First let me say very sorry for having skin cancer at the age of 30. Interestingly, with the rapid advancement in medical research especially on cloning and stem cell, we hope the future will be bright. Thanks for sharing such information on cloning.

Thank you 😊

earlier we could only dream about cloning. This was a fantasy that was often shown in movies or scientific journals. Now with the development of science and advanced technology, we are witnessing what was previously impossible. And one such achievement is cloning.
Indeed, there are many opposing opinions on this matter. One such morality is in such experiments.
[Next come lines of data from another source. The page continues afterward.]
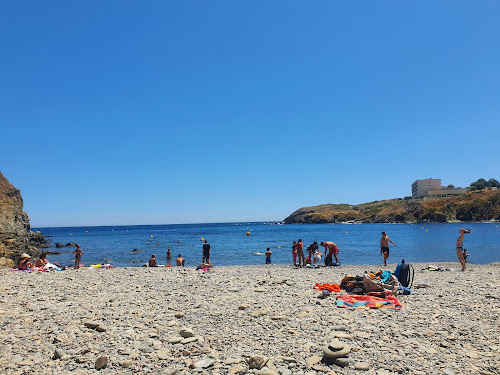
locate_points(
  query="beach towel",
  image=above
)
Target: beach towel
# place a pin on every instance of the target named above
(368, 302)
(331, 287)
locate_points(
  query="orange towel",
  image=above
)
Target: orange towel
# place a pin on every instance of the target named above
(331, 287)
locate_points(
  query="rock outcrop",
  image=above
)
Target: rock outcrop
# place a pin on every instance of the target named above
(474, 206)
(15, 234)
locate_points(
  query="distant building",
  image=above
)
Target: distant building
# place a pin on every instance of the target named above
(431, 188)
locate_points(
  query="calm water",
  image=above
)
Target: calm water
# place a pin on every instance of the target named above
(358, 243)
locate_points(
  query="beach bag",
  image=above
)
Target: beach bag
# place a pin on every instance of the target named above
(405, 274)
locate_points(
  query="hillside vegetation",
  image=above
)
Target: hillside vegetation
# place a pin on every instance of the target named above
(483, 205)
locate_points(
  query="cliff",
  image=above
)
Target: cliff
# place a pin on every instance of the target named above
(481, 205)
(15, 234)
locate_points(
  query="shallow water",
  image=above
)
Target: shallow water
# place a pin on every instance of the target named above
(358, 243)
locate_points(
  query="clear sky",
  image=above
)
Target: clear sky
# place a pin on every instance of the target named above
(156, 112)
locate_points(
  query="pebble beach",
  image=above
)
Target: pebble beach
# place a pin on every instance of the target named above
(244, 319)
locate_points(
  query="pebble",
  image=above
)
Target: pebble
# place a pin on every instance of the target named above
(137, 310)
(101, 363)
(361, 366)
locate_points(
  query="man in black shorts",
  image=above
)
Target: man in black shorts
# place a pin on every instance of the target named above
(384, 246)
(206, 252)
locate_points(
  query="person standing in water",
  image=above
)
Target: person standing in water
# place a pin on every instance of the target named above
(78, 256)
(384, 246)
(268, 256)
(206, 252)
(460, 250)
(169, 256)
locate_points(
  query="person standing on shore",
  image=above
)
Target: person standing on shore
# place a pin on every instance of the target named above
(460, 250)
(180, 261)
(294, 253)
(332, 250)
(169, 256)
(268, 256)
(206, 252)
(384, 246)
(299, 246)
(152, 261)
(78, 256)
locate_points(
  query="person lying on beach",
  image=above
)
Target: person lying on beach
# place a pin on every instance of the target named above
(204, 266)
(268, 256)
(180, 261)
(332, 250)
(317, 256)
(42, 262)
(460, 250)
(78, 256)
(24, 263)
(311, 249)
(152, 261)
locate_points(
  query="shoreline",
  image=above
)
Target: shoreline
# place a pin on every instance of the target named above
(235, 312)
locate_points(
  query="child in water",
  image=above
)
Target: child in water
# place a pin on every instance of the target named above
(268, 256)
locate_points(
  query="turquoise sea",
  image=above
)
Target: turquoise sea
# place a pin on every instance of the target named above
(358, 243)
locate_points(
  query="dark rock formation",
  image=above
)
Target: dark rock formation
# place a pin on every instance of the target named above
(15, 234)
(473, 206)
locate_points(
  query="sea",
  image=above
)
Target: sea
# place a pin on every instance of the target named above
(245, 243)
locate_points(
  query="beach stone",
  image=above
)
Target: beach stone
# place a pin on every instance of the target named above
(175, 340)
(361, 366)
(319, 368)
(91, 324)
(126, 364)
(101, 363)
(340, 328)
(342, 361)
(336, 350)
(278, 317)
(186, 332)
(260, 312)
(257, 361)
(342, 335)
(163, 354)
(58, 354)
(26, 362)
(189, 339)
(204, 363)
(265, 372)
(313, 360)
(237, 369)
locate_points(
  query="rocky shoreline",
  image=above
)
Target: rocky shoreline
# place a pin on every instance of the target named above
(236, 320)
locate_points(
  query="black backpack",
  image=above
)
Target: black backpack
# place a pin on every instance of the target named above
(405, 274)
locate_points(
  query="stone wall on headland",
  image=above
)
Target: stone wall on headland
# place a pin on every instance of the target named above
(16, 236)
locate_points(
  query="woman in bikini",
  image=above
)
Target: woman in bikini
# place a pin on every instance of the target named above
(460, 250)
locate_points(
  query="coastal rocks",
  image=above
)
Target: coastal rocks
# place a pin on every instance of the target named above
(15, 235)
(257, 362)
Many people do not like the fact that animals suffer in such experiments, and yes .. I think this is a minus.
But if we look at the opportunities that cloning provides in the future, we can not deny the benefits.
I also like the recent experiment when scientists managed to grow fully artificial meat, which by taste qualities resembles meat of animal. I think the future will surprise us.
Thanks @lndesta120282 for the interesting article

you know that i am a medical student so science is interesting subject for me and you sharing a valuable post about post...so i like your post again... thanks for sharing this good thinking post...
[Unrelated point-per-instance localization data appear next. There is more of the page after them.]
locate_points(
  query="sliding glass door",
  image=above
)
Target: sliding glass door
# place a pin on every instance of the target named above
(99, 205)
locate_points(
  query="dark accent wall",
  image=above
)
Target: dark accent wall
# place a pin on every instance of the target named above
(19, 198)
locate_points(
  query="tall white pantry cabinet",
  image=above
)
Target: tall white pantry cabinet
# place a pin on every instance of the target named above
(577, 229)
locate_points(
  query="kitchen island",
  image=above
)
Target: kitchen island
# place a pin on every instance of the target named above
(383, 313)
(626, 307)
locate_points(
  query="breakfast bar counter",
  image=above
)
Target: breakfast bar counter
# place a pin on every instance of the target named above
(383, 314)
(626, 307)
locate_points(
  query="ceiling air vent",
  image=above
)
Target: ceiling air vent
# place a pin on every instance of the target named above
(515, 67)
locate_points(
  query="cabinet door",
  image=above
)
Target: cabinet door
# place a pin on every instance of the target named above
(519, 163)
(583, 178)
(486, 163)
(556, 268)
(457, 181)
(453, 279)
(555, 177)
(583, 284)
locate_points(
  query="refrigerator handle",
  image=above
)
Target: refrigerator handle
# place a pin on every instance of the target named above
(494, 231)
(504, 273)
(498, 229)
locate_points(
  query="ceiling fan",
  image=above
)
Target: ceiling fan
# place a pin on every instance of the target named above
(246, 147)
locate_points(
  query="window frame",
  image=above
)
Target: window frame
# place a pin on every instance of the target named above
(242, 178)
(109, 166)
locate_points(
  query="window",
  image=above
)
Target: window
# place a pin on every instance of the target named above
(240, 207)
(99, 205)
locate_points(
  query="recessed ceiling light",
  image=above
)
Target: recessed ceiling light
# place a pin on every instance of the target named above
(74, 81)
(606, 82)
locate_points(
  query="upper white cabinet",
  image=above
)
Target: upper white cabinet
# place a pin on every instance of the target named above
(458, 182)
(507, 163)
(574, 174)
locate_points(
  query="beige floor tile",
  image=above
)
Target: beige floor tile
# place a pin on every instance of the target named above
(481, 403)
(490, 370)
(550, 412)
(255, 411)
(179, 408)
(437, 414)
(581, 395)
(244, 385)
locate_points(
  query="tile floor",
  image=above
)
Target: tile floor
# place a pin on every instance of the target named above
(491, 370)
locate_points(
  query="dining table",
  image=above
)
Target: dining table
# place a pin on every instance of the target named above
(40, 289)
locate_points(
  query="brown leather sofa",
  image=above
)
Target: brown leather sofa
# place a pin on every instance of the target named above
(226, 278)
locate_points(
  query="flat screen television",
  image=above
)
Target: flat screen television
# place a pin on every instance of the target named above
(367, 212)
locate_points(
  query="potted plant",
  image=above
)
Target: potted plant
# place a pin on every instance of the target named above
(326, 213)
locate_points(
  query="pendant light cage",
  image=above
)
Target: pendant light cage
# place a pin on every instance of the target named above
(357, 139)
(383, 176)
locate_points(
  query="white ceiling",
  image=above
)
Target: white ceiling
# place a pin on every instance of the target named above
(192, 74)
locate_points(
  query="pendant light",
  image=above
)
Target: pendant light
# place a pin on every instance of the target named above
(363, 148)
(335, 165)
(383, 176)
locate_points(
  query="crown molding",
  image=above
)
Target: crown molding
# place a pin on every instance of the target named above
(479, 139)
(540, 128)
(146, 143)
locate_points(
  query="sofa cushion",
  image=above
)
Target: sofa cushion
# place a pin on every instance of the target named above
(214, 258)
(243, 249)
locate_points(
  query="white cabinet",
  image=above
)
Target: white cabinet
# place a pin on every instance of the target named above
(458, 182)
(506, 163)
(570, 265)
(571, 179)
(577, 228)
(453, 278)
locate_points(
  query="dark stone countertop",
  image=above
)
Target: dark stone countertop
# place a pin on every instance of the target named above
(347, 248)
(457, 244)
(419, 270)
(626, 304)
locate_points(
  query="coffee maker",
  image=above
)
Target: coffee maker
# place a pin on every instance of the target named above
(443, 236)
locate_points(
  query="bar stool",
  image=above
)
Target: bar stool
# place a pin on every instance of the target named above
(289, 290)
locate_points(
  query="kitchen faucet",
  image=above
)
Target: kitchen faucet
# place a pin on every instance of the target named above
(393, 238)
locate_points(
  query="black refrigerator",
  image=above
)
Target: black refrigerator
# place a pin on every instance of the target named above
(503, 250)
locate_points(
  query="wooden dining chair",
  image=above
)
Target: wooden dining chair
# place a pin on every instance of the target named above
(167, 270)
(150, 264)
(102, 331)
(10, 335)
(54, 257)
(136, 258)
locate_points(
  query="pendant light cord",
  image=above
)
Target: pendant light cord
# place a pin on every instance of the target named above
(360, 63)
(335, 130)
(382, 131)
OMG!! I did not think it was possible

Now the only thing that can stop human cloning is government regulation. Will that be enough? ...There probably are already cloned humans in existence, created on the DL.

wow , amazing monkey . i like it . great sharing @lndesta120282

I hope this will mean a further progress to stop some serious desises like cancer or AIDS, keep up scientists 😀😀

Interesting work. I wonder if these cloned monkeys will live a normal life span as Telomere length models of aging predict that the nuclear-transfer-derived animal would reach a critical telomere length sooner than a non cloned animals.

The results of this cloning look funny. They are really funny. But, whether the conclusions of this invention will be applied to humans?